Unterstützung erhält die Genossenschaft auch aus der Nachbarschaft. Landwirt Thomas Frei bewirtschaftet den Hof neben der Gärtnerei und ist auch Mitglied der Betriebsgruppe. Er hält Milchkühe für die Bio-Käse-Produktion. Für die Genossenschaft sind seine Maschinen im Einsatz, zum Beispiel beim Kartoffelanbau. Seine Hühner legen Eier für das Eierabo, das als Zusatz gelöst werden kann. Und in seinem Hofladen verkauft er Gemüse, wenn von einer Sorte mal sehr grosse Mengen anfallen. «Aber eigentlich produzieren wir keine Überschüsse», sagt Frei. Alles komme in die Körbe, in denen immer mindestens fünf Sorten liegen – auch nicht so Perfektes. Grosse Mengen Tomaten wurden zum Beispiel auch schon zu Sugo verkocht oder Bohnen gedörrt. Für die Winterkörbe. «Ideen hätten wir viele», sagt Livia Baumgartner und lacht. Denn ganz konventionell sind die Einschränkungen auch für eine Genossenschaft: Personal, Zeit und Geld.

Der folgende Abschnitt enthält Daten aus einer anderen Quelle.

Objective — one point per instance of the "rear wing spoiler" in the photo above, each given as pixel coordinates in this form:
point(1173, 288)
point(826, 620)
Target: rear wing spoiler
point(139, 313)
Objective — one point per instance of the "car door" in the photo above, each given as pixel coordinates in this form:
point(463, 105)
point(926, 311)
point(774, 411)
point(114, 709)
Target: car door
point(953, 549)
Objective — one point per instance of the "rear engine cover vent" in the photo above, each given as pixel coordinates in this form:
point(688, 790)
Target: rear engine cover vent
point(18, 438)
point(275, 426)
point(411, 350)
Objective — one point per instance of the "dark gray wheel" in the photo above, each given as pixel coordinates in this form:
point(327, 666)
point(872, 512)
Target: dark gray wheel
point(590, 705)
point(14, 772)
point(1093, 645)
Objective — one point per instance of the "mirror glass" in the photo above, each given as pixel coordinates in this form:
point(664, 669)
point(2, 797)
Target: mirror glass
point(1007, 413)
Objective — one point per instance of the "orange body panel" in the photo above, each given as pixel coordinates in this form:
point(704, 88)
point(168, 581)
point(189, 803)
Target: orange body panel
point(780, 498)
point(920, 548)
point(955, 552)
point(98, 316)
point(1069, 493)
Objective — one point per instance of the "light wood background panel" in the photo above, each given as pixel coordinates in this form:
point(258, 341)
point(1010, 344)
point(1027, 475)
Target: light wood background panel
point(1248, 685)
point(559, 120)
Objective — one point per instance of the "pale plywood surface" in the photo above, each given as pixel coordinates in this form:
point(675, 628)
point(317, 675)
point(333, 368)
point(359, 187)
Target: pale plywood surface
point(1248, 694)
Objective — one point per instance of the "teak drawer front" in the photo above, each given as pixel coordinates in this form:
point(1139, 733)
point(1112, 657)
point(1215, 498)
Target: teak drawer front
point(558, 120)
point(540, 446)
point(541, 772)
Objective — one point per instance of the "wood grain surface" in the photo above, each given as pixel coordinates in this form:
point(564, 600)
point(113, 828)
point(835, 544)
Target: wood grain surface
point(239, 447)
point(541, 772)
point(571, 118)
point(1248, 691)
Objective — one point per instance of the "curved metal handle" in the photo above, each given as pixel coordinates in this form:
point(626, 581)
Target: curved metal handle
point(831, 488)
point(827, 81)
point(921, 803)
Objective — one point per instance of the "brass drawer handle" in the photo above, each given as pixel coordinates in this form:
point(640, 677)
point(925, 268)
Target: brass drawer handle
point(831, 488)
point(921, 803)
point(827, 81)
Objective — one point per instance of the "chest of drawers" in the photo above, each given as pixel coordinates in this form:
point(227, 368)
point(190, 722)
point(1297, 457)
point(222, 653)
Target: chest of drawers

Alles Gemüse landet in den Körben. Foto: Heinz Diener

Im Rahmen der Erläbniswuche der Aktion«Stadtgmües» (Winterthur) öffnet die Gärtnerei von gmüesabo am Samstag, 26. Oktober von 13.30 bis 16 Uhr ihre Türen. Weitere Infos unter www.gmüesabo.ch oder www.stadtgmües.ch.

Erstellt: 11.10.2019, 16:28 Uhr

Kein reger Zulauf zu Genossenschaften

Obwohl sich derzeit viele Menschen mit dem Thema Nahrung und Umwelt befassen, verzeichnet die Genossenschaft Gmüesabo als Alternative keinen regen Zulauf. «Wir haben aber auch kaum Werbung gemacht», sagt Livia Baumgartner.

Auch die Winterthurer Genossenschaft StadtLandNetz stellt keine erhöhte Nachfrage fest. Sie existiert seit fast zehn Jahren und hat derzeit 25 Abonnenten. «Unsere Infrastruktur im Depot käme jedoch schnell an ihre Grenzen, wenn wir stark ausbauen würden», sagt Aktuar Dennis Waech.

Anders als Gmüesabo bezieht StadtLandNetz das Bio-Gemüse nach Demeter-Standard bei einem Landwirt und baut nichts selbst an. Mitarbeit ist keine Pflicht.